All the novels by Nathalie Babin- Gagnon are marked by violence, but she has such a way of telling that it is the sweetness that we retain. Her fifth book, Marie's choices, proves it again.
It is about two friends, Lauréanne and Marie, who became accomplices during their difficult adolescence in Val-d'Or . They are suffocating there and have only one desire: to leave. Patiently, they collect their money and, as soon as they complete their 5th grade, they take the road to Montreal.
Farewell to Abitibi, to them the realization of their ambitions!
In fact, it is Marie, strong and disciplined, who leads the duo. She has decided: Lauréanne will become a lawyer and herself will be a doctor.
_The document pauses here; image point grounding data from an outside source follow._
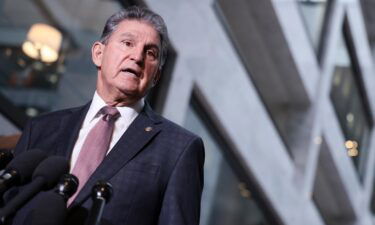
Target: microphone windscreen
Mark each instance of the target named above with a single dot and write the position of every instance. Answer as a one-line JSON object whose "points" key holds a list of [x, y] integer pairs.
{"points": [[51, 169], [26, 162], [5, 157], [50, 210], [67, 186]]}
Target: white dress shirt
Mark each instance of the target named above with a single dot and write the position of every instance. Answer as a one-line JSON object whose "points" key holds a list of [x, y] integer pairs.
{"points": [[127, 115]]}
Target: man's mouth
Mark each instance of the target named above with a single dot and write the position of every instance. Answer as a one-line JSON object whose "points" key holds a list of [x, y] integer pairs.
{"points": [[131, 71]]}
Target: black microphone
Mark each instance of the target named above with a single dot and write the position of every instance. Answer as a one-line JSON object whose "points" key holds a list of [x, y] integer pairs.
{"points": [[51, 207], [45, 176], [20, 169], [5, 157], [101, 194]]}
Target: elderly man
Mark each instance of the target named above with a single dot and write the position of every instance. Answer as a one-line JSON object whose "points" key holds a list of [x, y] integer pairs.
{"points": [[154, 165]]}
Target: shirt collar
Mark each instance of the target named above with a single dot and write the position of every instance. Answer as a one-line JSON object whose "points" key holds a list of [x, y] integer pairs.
{"points": [[98, 103]]}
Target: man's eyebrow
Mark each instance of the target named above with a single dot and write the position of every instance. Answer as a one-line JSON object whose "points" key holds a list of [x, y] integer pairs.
{"points": [[152, 45]]}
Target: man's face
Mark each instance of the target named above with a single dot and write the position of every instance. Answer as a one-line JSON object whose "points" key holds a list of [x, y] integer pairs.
{"points": [[128, 64]]}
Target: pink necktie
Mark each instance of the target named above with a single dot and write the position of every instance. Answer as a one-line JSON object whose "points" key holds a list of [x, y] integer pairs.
{"points": [[95, 147]]}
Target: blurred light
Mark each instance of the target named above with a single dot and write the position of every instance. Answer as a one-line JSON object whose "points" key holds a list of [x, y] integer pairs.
{"points": [[349, 144], [53, 78], [353, 152], [8, 52], [350, 117], [352, 146], [21, 62], [318, 140], [31, 112], [43, 43]]}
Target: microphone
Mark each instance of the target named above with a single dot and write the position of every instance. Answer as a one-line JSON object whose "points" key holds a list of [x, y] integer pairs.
{"points": [[45, 176], [101, 194], [51, 207], [5, 157], [20, 169]]}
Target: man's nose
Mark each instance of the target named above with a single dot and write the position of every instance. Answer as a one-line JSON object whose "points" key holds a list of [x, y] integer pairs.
{"points": [[138, 56]]}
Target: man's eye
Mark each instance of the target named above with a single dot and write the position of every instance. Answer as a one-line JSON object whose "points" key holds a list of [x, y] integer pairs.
{"points": [[127, 43], [152, 54]]}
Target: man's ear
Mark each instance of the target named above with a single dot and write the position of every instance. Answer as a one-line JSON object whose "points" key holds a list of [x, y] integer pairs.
{"points": [[156, 77], [97, 50]]}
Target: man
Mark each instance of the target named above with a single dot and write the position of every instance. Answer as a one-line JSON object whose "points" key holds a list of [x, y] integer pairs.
{"points": [[154, 166]]}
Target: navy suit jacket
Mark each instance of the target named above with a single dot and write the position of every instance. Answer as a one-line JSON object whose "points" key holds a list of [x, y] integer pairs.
{"points": [[156, 174]]}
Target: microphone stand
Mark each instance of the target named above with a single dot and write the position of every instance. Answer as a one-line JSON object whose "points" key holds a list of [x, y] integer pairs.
{"points": [[101, 194]]}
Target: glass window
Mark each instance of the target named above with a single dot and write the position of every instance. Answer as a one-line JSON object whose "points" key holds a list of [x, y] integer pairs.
{"points": [[45, 54], [314, 14], [349, 101], [226, 199]]}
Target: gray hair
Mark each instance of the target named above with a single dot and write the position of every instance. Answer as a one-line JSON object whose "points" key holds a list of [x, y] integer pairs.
{"points": [[140, 14]]}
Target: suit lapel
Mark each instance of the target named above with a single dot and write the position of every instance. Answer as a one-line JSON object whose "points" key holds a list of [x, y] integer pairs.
{"points": [[69, 130], [139, 133]]}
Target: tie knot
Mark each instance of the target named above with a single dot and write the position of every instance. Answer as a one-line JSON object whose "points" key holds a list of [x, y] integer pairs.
{"points": [[110, 113]]}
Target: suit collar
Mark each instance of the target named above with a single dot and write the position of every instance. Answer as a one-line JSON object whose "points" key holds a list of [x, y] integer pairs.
{"points": [[69, 128], [139, 133]]}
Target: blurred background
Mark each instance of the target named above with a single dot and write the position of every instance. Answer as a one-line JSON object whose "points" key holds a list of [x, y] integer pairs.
{"points": [[282, 92]]}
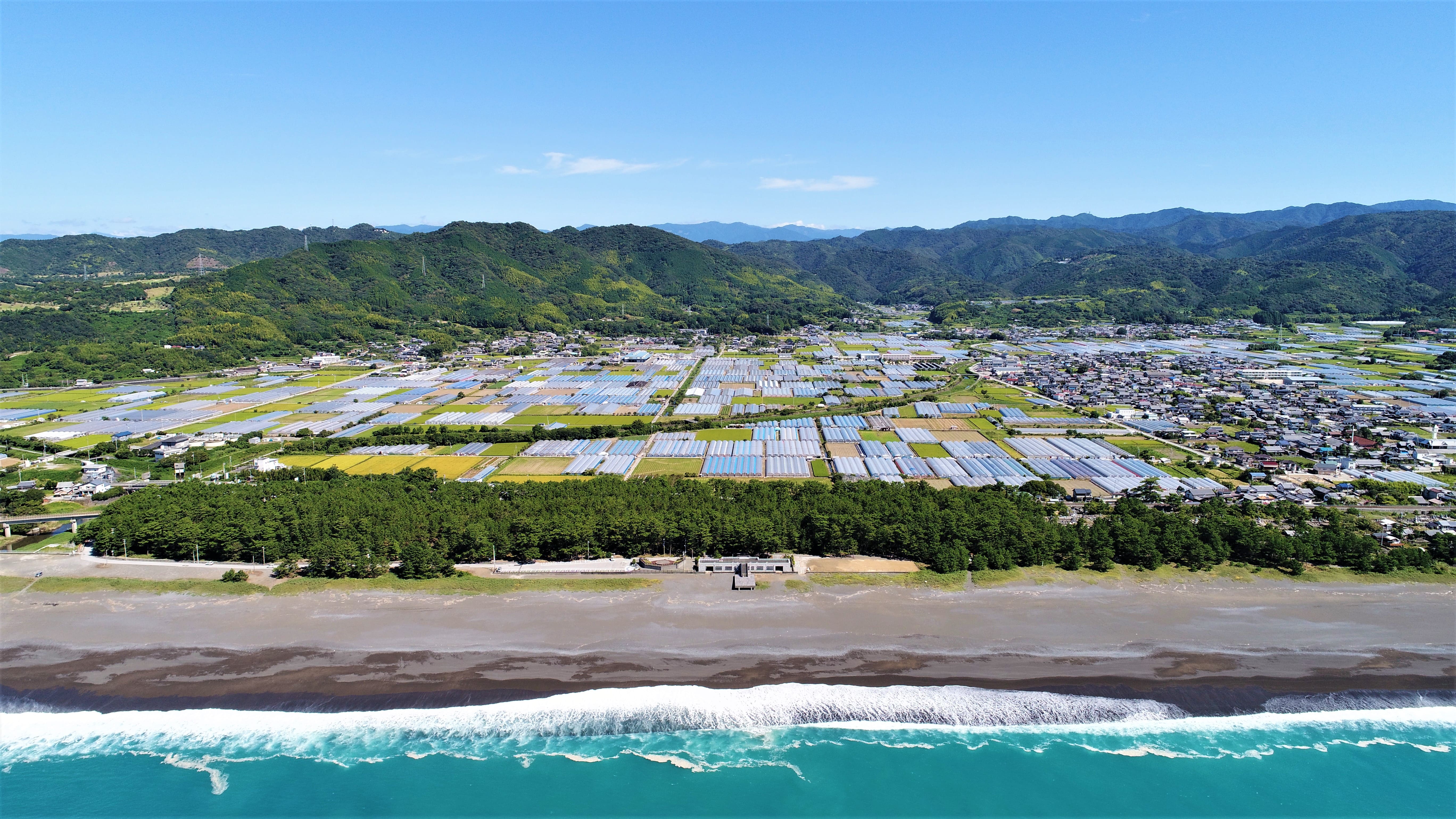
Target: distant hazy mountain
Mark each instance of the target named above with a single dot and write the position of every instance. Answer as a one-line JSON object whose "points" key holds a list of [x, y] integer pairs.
{"points": [[411, 228], [167, 253], [1183, 225], [1372, 264], [736, 232]]}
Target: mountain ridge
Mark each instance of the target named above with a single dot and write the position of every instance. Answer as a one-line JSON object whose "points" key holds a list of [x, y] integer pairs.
{"points": [[734, 232]]}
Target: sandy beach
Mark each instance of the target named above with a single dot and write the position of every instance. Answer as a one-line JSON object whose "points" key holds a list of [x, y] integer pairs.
{"points": [[1210, 646]]}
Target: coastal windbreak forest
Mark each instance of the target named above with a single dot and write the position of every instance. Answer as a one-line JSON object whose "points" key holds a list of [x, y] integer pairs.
{"points": [[353, 527]]}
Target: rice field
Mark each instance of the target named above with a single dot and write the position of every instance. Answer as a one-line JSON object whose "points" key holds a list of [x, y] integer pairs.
{"points": [[452, 467], [667, 467], [382, 464], [724, 435], [305, 460], [533, 467]]}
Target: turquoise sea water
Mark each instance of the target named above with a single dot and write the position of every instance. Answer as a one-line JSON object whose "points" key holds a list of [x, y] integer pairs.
{"points": [[772, 751]]}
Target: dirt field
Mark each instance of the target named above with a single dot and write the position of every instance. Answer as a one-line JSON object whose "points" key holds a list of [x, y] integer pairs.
{"points": [[941, 435], [950, 425], [861, 565]]}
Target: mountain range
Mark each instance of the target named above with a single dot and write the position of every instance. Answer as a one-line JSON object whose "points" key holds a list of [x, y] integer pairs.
{"points": [[356, 282], [167, 253], [1369, 264], [630, 280], [736, 232]]}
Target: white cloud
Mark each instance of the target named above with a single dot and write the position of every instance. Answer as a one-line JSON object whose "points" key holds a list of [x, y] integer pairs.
{"points": [[832, 184], [570, 165]]}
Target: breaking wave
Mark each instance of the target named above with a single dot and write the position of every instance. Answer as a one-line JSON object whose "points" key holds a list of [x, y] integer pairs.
{"points": [[609, 712], [705, 729]]}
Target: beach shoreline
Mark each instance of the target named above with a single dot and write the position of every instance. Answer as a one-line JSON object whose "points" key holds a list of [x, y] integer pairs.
{"points": [[1208, 648], [314, 680]]}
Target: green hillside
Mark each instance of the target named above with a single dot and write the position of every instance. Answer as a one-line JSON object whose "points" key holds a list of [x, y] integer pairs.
{"points": [[499, 276], [1368, 266], [931, 266], [462, 279], [168, 253]]}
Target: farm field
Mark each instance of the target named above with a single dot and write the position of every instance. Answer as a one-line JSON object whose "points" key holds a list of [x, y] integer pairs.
{"points": [[648, 467], [533, 467]]}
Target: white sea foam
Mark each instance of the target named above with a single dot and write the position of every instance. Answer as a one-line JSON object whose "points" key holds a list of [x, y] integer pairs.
{"points": [[702, 729], [589, 713]]}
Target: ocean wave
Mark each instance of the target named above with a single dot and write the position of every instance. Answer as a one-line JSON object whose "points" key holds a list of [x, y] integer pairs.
{"points": [[590, 713], [1359, 702], [701, 729]]}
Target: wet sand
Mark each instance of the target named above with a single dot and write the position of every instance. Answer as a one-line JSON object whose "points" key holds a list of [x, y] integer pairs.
{"points": [[1210, 646]]}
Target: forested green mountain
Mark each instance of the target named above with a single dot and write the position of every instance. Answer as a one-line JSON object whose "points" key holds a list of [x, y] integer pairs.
{"points": [[499, 276], [934, 266], [1368, 266], [167, 253], [618, 280]]}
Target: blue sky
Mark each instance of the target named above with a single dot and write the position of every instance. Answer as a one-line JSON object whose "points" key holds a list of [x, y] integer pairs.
{"points": [[140, 119]]}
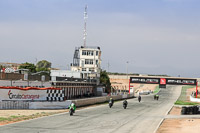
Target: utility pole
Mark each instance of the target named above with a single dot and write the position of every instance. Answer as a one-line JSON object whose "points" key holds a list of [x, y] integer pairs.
{"points": [[85, 22], [127, 72], [108, 66]]}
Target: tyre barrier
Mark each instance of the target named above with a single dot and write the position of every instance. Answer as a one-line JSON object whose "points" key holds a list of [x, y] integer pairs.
{"points": [[190, 110]]}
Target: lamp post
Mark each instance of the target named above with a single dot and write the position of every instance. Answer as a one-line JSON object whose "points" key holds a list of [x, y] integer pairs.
{"points": [[127, 71]]}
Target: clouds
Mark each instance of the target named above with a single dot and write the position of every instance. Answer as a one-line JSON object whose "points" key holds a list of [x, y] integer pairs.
{"points": [[155, 37]]}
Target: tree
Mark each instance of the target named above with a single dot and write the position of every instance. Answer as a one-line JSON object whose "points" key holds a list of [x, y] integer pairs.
{"points": [[31, 67], [104, 79], [43, 66]]}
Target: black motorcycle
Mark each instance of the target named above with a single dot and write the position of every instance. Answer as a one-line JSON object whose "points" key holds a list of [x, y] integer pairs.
{"points": [[71, 111], [139, 98], [125, 104], [110, 104]]}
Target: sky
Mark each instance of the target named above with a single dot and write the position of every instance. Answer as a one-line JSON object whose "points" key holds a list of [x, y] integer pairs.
{"points": [[153, 36]]}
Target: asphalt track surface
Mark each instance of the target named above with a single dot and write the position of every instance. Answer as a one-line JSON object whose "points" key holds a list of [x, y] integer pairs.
{"points": [[143, 117]]}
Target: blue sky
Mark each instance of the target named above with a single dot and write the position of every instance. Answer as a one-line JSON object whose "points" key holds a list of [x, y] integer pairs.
{"points": [[155, 36]]}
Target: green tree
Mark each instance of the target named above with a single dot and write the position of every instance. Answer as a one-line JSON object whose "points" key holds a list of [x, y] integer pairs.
{"points": [[31, 67], [104, 79]]}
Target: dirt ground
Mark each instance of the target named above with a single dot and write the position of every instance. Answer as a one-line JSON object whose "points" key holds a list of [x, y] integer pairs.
{"points": [[8, 113], [11, 116], [175, 111], [179, 126], [183, 125]]}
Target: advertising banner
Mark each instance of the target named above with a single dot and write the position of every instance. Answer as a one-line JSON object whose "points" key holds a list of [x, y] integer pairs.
{"points": [[181, 81], [163, 81], [16, 94], [144, 80]]}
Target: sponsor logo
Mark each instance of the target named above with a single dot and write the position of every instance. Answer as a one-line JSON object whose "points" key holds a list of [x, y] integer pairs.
{"points": [[162, 81], [22, 96]]}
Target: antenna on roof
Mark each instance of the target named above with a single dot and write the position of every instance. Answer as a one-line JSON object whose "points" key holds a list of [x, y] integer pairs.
{"points": [[85, 20]]}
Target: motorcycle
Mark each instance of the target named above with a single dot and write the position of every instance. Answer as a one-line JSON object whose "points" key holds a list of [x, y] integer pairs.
{"points": [[139, 98], [124, 105], [71, 111], [110, 104]]}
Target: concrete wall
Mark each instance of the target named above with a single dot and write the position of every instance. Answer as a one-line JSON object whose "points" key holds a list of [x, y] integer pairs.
{"points": [[59, 105], [90, 101], [34, 105], [194, 99]]}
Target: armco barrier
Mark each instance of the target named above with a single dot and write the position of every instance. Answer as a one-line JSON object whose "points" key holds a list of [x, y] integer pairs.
{"points": [[34, 105], [57, 104], [194, 99], [90, 101]]}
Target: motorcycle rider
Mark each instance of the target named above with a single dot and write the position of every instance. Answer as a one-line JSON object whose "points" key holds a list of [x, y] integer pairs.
{"points": [[111, 100], [125, 103], [73, 106], [139, 98], [157, 97]]}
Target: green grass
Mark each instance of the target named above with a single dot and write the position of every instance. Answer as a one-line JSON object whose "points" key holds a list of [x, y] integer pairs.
{"points": [[157, 89], [185, 103], [182, 100]]}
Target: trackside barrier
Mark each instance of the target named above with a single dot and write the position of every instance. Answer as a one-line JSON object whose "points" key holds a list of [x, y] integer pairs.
{"points": [[34, 105], [90, 101], [58, 104], [194, 99]]}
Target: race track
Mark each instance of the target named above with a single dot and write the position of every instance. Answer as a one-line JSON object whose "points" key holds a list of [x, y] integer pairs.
{"points": [[143, 117]]}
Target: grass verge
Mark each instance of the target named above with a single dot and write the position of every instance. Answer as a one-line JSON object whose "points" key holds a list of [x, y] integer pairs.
{"points": [[182, 100], [11, 119], [156, 90]]}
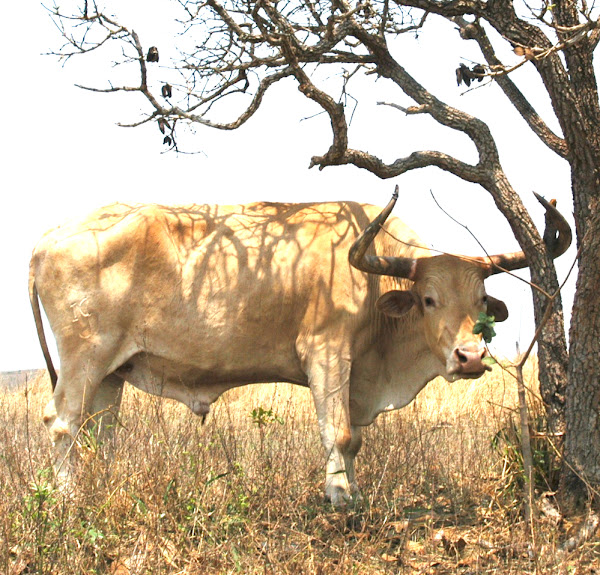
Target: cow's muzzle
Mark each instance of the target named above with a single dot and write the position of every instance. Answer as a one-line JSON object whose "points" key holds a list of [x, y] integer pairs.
{"points": [[467, 361]]}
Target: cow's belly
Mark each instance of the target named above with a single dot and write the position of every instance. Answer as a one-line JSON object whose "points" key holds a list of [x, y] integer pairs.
{"points": [[198, 386]]}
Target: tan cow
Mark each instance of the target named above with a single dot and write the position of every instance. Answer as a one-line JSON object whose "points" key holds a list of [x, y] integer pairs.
{"points": [[188, 302]]}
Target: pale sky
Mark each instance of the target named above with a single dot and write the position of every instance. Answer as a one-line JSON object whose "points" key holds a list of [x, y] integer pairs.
{"points": [[63, 155]]}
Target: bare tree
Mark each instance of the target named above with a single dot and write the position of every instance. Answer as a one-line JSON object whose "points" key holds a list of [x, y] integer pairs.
{"points": [[236, 50]]}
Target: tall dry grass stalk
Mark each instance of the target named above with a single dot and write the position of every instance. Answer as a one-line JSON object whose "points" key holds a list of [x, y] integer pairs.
{"points": [[243, 493]]}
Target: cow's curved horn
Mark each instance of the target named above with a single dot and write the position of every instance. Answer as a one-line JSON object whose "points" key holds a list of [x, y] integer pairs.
{"points": [[382, 265], [557, 237]]}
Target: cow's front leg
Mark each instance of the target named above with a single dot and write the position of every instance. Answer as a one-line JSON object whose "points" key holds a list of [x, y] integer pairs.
{"points": [[329, 379], [349, 456]]}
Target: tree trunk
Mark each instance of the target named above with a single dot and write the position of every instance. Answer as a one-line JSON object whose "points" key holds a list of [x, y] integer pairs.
{"points": [[581, 452]]}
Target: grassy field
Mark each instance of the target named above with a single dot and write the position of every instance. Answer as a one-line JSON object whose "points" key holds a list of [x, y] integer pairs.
{"points": [[242, 493]]}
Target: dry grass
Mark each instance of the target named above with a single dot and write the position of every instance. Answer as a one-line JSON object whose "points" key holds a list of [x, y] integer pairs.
{"points": [[440, 483]]}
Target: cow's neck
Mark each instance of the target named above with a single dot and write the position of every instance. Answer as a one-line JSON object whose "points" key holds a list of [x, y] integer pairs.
{"points": [[392, 372]]}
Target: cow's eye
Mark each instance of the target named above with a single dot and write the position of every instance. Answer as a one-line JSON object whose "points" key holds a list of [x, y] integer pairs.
{"points": [[429, 302]]}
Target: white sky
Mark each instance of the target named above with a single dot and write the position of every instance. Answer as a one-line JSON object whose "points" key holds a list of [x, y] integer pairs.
{"points": [[63, 155]]}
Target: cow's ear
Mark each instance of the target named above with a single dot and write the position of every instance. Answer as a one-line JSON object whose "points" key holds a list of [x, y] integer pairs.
{"points": [[396, 303], [497, 308]]}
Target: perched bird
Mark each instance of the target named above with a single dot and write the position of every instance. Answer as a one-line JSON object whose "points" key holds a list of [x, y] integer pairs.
{"points": [[152, 54]]}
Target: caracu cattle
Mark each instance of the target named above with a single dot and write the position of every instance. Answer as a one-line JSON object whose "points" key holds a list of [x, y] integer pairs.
{"points": [[188, 302]]}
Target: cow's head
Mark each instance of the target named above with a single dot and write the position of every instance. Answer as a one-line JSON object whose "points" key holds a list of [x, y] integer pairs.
{"points": [[449, 290]]}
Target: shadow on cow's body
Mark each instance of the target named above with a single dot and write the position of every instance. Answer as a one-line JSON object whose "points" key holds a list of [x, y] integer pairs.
{"points": [[188, 302]]}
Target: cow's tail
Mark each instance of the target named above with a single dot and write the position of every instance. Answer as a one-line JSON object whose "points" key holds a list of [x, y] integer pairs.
{"points": [[37, 314]]}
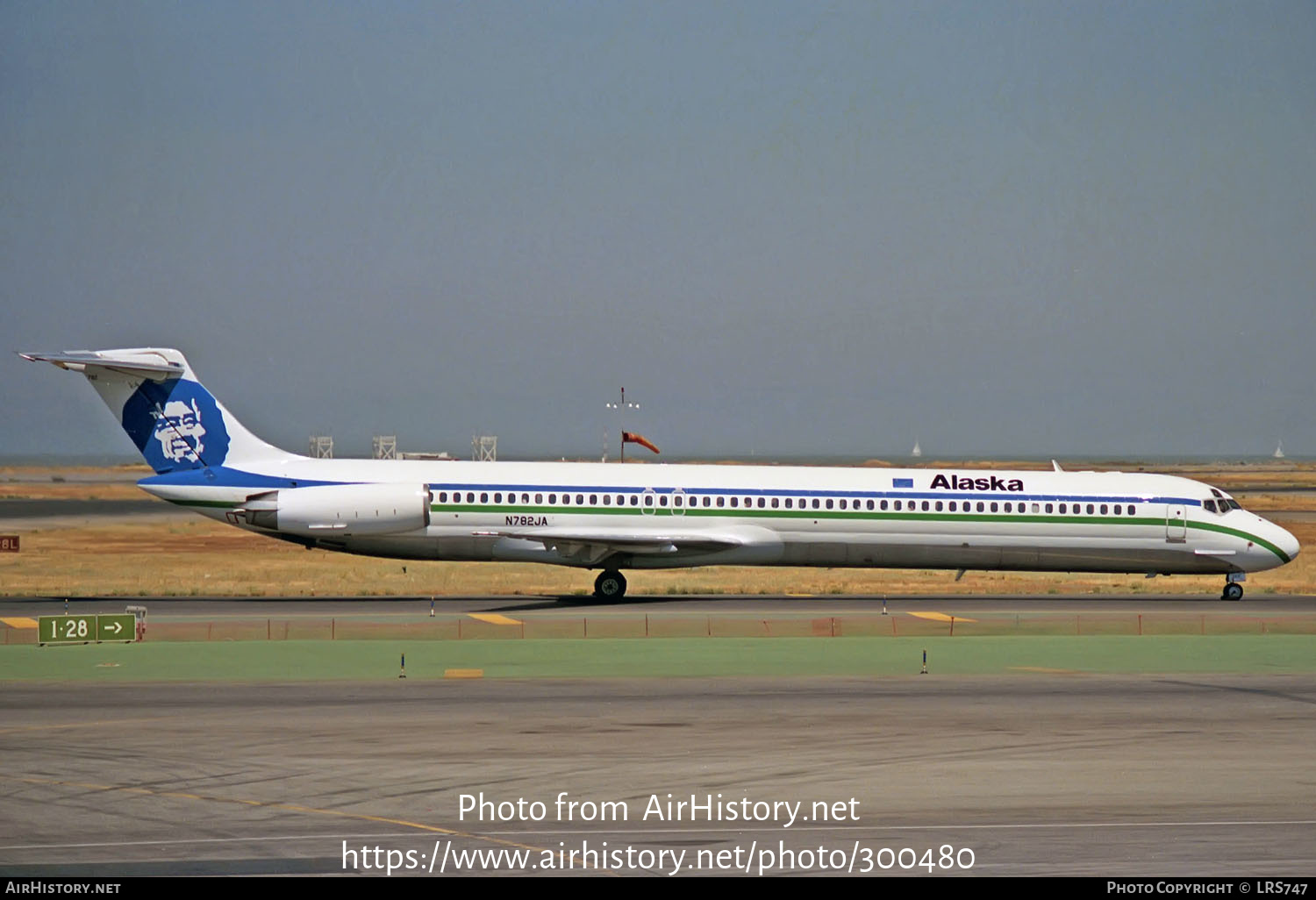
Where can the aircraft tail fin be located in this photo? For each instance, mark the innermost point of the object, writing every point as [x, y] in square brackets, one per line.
[175, 423]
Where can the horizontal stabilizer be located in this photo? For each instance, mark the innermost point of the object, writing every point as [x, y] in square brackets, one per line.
[150, 366]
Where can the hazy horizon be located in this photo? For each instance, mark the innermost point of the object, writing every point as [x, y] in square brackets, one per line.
[1003, 229]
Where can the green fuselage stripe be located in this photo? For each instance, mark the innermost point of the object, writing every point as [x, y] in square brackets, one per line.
[833, 515]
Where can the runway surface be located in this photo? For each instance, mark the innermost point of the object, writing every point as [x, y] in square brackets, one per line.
[1019, 775]
[686, 604]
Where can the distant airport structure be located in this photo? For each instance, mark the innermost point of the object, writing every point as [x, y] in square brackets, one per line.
[321, 446]
[484, 447]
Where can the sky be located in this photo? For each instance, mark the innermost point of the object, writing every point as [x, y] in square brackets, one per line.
[786, 228]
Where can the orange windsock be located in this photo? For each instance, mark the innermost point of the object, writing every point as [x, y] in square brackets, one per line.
[631, 437]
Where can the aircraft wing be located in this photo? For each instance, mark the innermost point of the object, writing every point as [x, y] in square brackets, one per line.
[154, 368]
[592, 545]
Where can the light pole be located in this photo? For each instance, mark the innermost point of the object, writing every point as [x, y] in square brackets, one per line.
[621, 407]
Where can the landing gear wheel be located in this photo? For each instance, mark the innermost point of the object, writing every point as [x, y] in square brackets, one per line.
[610, 584]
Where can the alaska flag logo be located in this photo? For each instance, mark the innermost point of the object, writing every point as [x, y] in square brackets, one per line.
[176, 425]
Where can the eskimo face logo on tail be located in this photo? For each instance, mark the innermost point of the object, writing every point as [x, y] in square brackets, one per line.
[176, 425]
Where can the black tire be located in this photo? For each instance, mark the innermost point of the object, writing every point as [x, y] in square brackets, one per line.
[611, 584]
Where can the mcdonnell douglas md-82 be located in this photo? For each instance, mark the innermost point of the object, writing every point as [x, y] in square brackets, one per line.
[612, 518]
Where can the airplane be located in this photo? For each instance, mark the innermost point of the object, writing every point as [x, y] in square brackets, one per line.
[615, 518]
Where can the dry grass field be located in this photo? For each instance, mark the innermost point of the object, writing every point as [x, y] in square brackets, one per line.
[195, 557]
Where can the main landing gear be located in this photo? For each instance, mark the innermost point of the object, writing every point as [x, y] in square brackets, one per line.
[610, 584]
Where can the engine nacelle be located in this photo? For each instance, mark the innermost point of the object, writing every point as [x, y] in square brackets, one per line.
[340, 510]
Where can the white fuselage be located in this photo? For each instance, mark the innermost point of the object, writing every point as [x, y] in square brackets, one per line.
[657, 516]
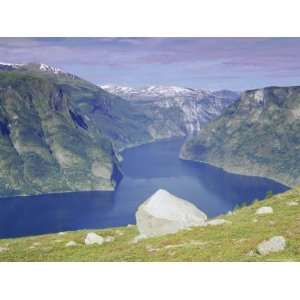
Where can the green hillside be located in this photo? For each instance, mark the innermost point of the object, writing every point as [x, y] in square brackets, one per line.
[46, 145]
[236, 241]
[258, 135]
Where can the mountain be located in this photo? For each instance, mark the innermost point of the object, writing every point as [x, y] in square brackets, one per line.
[235, 239]
[257, 135]
[62, 133]
[47, 145]
[183, 110]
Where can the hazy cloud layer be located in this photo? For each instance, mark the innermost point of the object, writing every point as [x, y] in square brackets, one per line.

But here she succumbs to the spellbinding charm of Yacoub, a young Algerian who is also studying medicine. She becomes pregnant at the very moment when the handsome boy, who flutters about, lets her fall without qualms.
Change of course
However, ignoring her heartache, ignoring her professional aspirations, Marie decides to keep the child. She will not be a doctor, but a mother.
Lauréanne is flabbergasted and her incomprehension gives an interesting tone to this novel of which she is the narrator. As she has an unwavering attachment to Marie, she remains by her side while judging her choices, but in petto: there is no question of breaking the bond that unites them.
Thus, as the two women are neighbours, Lauréanne is saddened to see little Loutfia manipulate her mother, blinded by the child. It is true, however, that the little girl is endearing, intelligent and has an implacable will, which asserts itself as she grows older.
As a teenager, Loutfia is interested in her father's origins and in the great turmoil that agitates the Muslim world since the attacks of September 11, 2001. And it is she who, in turn, will flee the quiet life that awaits her.
With all the impetuosity of youth, she travels to the borders of Turkey and Syria to treat the victims of the Islamic State. Her mother is so shaken that Lauréanne becomes the strong woman of the duo, especially when things go wrong for Loutfia.
Despite some lengths at the beginning and end of the book, this statement hooks us. But there are two additional elements that distinguish this novel.
Nathalie Babin-Gagnon is a journalist, and it is with great relevance that she integrates social and political news into her story: Maple Spring, the attacks in France, the election of Donald Trump, even the negotiation of collective agreements! Her characters belong to a society and a moment in history, and are influenced by it – a happy way of telling!
In addition, she knows how to make plausible Lauréanne's contradictory feelings towards Marie . It's neither mean nor hypocritical, just deeply human.
And therein lies the author's gentleness: in her way of conveying concern and anger, then putting them down rather than ruining everything.